Ein Problem: die Hygiene

Regenwasser hat oftmals zwar die Qualität von Badegewässern, jedoch liegen die Anforderungen für Trinkwasser höher. Je nachdem, wie das Regenwasser genutzt wird, ist auch das hygienische Risiko unterschiedlich:

  • Für die Toilettenspülung kann Regenwasser bedenkenlos genutzt werden.
  • Das Waschen von Wäsche mit Regenwasser gilt als äußerst umweltfreundlich, weil etwa 20 Prozent Waschmittel eingespart werden können. Allerdings gibt es aus hygienischer Sicht Bedenken. Der Grund: Unter Umständen können gesundheitsgefährdende Keime in die Wäsche gelangen, was sich lediglich ausschließen lässt, wenn das Wasser vorab entsprechend aufbereitet oder die Wäsche hinterher gebügelt wird. Dieses Problem betrifft insbesondere Kleinkinder, alte und kranke Menschen und Menschen mit einer geschwächten Immunabwehr.

Was lässt  sich durch die Verwendung von Regenwasser einsparen?

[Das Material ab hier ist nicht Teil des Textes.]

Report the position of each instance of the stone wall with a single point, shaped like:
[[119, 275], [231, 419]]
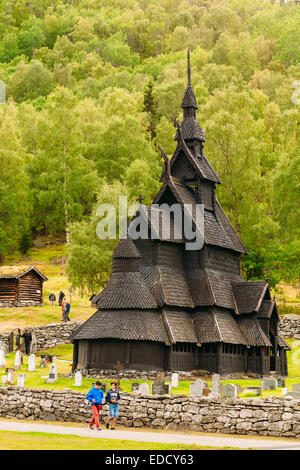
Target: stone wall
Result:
[[289, 326], [255, 416], [48, 336]]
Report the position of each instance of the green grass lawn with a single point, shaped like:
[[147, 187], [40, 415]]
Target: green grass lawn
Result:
[[65, 352], [12, 440]]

Wird eine Regenwassernutzungsanlage korrekt installiert und regelmäßig gewartet, liegen die Kosten vergleichsweise hoch. So belaufen sich die Baukosten für den Speicher, die Rohrleitungen, die Pumpen und den Filter auf einen Betrag von 2.500 bis 5.000 Euro. Jedoch können durch die Nutzung von Regenwasser in einem Vier-Personenhaushalt zwischen 40 und 60 Kubikmeter Trinkwasser pro Jahr eingespart werden. Das bedeutet eine Ersparnis von bis zu 300 Euro im Jahr. Allerdings kostet die jährliche Wartung durch eine Fachfirma etwa 100 Euro pro Jahr. Das bedeutet, dass sich die Regenwassernutzungsanlage erst nach einem Zeitraum von mehr als zehn Jahren amortisiert hat.